Thanks for sharing your story. From what you've shared, it sounds like you've got both the Inattentive and Hyperactive-Impulsive traits, so the would be what's called the Combined presentation of ADHD.

Since ADHD is caused by a deficiency in dopamine and norepinephrine.

Noradrenaline is another name for norepinephrine. Noradrenaline is related to adrenaline. And all that time I'll bet you were self-accommodating by chasing adrenaline. It happens plenty of the time with ADHD.

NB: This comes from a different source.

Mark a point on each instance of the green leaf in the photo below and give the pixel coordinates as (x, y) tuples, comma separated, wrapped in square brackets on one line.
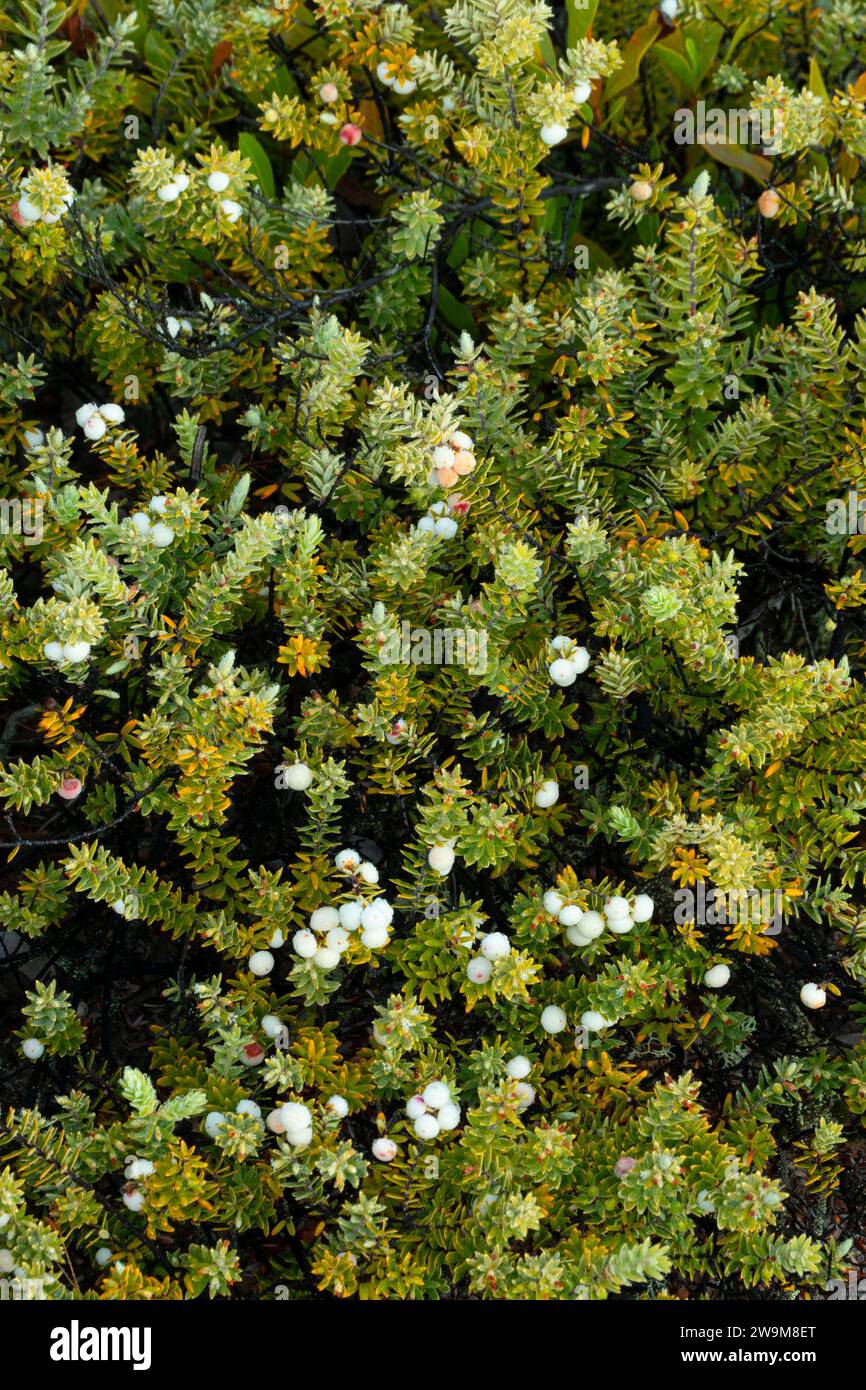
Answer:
[(139, 1090), (157, 50), (816, 82), (640, 43), (252, 150), (679, 67)]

(Not so much with me... adrenaline makes my head clear, my thoughts lightning fast, and my decision making capability actually easy for once...but the same sorts of things that can spike my adrenaline also trigger my anxiety, which causes me to freeze.)

Quincie profile image
Quincie

"Noone believes an adult can have ADHD"

Plenty of people get diagnosed late. If anyone says that to you, ask them if the kids diagnosed with it grow out of it or have it all their life. I am sorry you have struggled with it but it's important to forgive yourself - you did the best you could and so did your mom by the sounds of it. There's no point having self pity - though that's a natural reaction - a grief about what could've been different for you. But try not to stay in that self pity mode - you can still try meds & look forward to many years with a different brain & less struggle.

Mamamichl profile image
Mamamichl

my partner of 12 years insisted I get a full heating test. He thought my tinnitus was making me not hear him and losing hearing. Turns out, my range of hearing is double that of a normal 40 yo… no wonder everything distracts me, I sense it ALL. Same with other senses I believe.

My partner and I both have adhd and ptsd. He gets sudden bouts of anger. It helps him to have a post to beat with a stick, since he does medieval reenactment. Finding a socially acceptable way to get out steam really helps most of us with adhd.